How can a poor and underdeveloped country such as India, despite its size and democratic commitment, meet its responsibility in world affairs when it cannot keep its own house in order?

This was the patronising attitude of the developed countries in the West whenever there was any talk about granting India a permanent seat in the United Nations Security Council (UNSC).

India was judged for the past several decades from the Cold War prism which saw that country as an all-weather friend of the communist Soviet Union. But past perceptions are today changing with the demise of the Soviet Union and the ending of the Cold War.

There is no longer any fundamental opposition from the West to admitting India to what was sardonically referred to as an exclusive ‘rich man's club' for which new entrants needed the goodwill and approval of the five permanent members, Britain, China, France, Russia and the US.

There is delicious irony in the fact that China was fiercely backed decades ago by India for a permanent Security Council seat. Indeed, India's visionary — but not always practical — first prime minister Jawaharlal Nehru declined a permanent seat offered to the country after independence, saying that India would take up its seat only after China got its "rightful place" in the UNSC.

Meanwhile, over three decades have passed since China was given a permanent seat and India is still knocking at the door for admittance into the Security Council.

The five permanent members have displayed an amazing sense of nonchallance when it comes to issues of crucial interest to the world. If one analysed their behaviour patterns in the past decades, one can conclude that the motivation behind their decisions has been to preserve their self-interest first and, as long as these were served, they did not mind deciding what was good for the world. The veto has been used, more often than not, in the exercise of vested interests of individual powers or power blocs.

There is an urgent need to reform the anachronist post-war structure of the UN, which does not reflect the realities of the new century. For one, the two colonial powers, Britain and France, look a pale shadow of their past. Their continuing inclusion in Security Council is as unquestionable as the exclusion of other deserving candidates.

Britain's once celebrated ‘Jewel in the Crown' — India — is today a very emancipated force in global affairs and, despite all its imperfections, it has steadfastly kept its commitment to democracy. It also wields a much greater economic clout today than France and Britain together do.

The Group of Four members — Brazil, Germany, Japan and India — want to reform the UN, though they are equally keen to become permanent members of the Security Council.

During his just-concluded visit to India, German Foreign Minister Guido Westerwelle whose liberal Free Democratic Party forms a coalition government in Berlin with Chancellor Angela Merkel's conservative Christian Democratic Union, reinforced the urgency to reform the UN.

German politicians, aggressively campaigning for a Security Council seat, know only too well that there would be impediments in the way if Germany were to alone campaign for a Security Council seat.
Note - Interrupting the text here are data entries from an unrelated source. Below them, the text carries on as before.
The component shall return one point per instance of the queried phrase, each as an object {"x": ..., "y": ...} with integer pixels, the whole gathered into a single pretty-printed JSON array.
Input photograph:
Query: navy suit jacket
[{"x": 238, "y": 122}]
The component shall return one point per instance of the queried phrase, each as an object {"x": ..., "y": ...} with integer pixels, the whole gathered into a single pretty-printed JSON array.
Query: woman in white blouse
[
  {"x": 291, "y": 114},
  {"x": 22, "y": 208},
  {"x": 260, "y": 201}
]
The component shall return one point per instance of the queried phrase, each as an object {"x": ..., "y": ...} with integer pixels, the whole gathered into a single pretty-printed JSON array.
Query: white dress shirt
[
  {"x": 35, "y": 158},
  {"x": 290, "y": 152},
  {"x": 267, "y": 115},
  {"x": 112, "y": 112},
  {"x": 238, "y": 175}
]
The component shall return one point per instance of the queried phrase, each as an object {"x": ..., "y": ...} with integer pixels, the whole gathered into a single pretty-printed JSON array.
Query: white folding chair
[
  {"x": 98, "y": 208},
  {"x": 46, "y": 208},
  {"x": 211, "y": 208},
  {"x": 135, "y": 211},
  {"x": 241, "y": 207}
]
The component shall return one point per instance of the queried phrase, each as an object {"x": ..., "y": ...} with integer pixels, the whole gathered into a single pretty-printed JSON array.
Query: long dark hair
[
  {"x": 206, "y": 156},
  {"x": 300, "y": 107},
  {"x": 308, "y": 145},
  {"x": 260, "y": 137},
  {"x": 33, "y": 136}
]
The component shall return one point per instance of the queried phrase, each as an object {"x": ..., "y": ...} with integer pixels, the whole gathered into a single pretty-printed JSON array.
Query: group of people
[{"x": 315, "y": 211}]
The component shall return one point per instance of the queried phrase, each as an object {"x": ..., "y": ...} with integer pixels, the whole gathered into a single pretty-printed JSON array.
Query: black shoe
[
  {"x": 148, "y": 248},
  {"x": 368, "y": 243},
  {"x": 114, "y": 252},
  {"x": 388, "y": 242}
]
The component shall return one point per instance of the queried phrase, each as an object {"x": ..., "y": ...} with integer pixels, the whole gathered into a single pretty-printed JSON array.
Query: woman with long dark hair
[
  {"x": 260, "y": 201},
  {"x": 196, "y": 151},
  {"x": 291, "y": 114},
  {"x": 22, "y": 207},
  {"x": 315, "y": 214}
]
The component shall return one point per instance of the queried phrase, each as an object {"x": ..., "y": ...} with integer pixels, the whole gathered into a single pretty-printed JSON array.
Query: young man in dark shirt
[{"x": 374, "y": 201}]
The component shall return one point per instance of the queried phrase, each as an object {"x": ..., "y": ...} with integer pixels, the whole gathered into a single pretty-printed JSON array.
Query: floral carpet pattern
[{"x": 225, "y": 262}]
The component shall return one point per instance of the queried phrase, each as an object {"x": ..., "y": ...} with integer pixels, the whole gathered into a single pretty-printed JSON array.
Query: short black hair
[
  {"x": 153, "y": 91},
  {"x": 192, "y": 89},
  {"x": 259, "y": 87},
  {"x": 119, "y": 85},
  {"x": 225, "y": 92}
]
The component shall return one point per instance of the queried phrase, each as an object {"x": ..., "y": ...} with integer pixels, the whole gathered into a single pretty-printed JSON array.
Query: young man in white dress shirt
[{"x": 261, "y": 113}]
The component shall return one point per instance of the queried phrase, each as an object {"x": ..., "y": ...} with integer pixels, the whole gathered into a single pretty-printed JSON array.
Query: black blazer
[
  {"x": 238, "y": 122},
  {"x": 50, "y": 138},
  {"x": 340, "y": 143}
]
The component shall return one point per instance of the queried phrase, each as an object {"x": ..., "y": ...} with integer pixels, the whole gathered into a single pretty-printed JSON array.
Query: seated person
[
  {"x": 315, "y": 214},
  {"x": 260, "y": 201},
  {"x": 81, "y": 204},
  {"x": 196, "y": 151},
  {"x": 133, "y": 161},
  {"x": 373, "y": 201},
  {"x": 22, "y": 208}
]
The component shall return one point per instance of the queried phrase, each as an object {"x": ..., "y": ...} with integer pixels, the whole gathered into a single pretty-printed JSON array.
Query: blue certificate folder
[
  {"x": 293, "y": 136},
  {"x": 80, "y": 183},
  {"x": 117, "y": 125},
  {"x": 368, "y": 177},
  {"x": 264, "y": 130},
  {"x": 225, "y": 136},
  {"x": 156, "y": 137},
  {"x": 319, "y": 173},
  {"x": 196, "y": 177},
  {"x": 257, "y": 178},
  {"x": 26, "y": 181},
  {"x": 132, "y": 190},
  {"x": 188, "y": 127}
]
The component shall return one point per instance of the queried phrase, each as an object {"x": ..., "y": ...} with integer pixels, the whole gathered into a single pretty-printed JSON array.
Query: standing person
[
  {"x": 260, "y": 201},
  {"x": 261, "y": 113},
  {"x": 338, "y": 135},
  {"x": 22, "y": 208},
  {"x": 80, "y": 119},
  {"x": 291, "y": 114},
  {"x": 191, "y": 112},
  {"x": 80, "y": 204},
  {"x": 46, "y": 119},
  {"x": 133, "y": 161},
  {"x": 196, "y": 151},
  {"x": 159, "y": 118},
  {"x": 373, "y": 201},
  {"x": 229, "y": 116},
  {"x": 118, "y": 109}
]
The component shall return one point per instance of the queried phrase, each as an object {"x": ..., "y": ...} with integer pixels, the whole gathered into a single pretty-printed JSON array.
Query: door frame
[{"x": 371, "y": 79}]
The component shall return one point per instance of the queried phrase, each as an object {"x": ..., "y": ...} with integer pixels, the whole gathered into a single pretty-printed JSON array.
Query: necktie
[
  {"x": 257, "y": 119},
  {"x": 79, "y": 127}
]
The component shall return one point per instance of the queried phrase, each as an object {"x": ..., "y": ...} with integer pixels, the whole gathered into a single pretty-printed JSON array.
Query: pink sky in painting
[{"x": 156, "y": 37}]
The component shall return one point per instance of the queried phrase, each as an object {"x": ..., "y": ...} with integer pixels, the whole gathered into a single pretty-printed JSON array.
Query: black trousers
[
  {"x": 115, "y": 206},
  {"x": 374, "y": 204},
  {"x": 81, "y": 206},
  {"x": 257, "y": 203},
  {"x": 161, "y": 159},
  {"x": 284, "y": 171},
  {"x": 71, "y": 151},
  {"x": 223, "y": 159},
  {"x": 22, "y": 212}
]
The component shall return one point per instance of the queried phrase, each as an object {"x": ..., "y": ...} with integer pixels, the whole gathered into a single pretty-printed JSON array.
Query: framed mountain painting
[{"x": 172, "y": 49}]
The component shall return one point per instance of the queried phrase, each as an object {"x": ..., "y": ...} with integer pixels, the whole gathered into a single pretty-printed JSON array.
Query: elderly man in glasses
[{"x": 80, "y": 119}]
Joining forces with other three candidates in the G4 offers the best possible way to the goal.

Germany faces strong opposition from Italy which itself aspires to become a permanent Security Council member, while Japan has already got the cold shoulder from China, and Brazil needs the strong acceptance in the international community as a potential candidate for the Security Council seat.

Rotation principle

Both India and Germany were recently elected as non-permanent members of the Security Council according to the rotation principle. Both maintain that they can achieve a lot more towards reforming the UN once they are inside the body rather than from outside.

However, this will not be an easy task but persistence can still pay off. The reality is that the permanent members of the Security Council have become a closed fraternity that will not welcome any newcomers.

If the reforms are not instituted at the UN, including the Security Council, it would not do justice to the changed global situation which has witnessed the emergence of new powers whose weight in world affairs has not been appreciated because of the myopic and self-centred interest of the permanent members of the Security Council.

By letting the United Nations function as before, the august body would lose the high moral authority which it was supposed to be impregnated with at the time of its creation.

The UN would be reduced to the status of a pathetic machine that merely churns out tonnes and tonnes of paper to record resolutions, minutes of long-drawn meetings that achieve little, etc. And wasting such colossal mountains of paper in today's ecology-conscious world is a luxury we can ill afford.

Manik Mehta is a commentator on Asian affairs.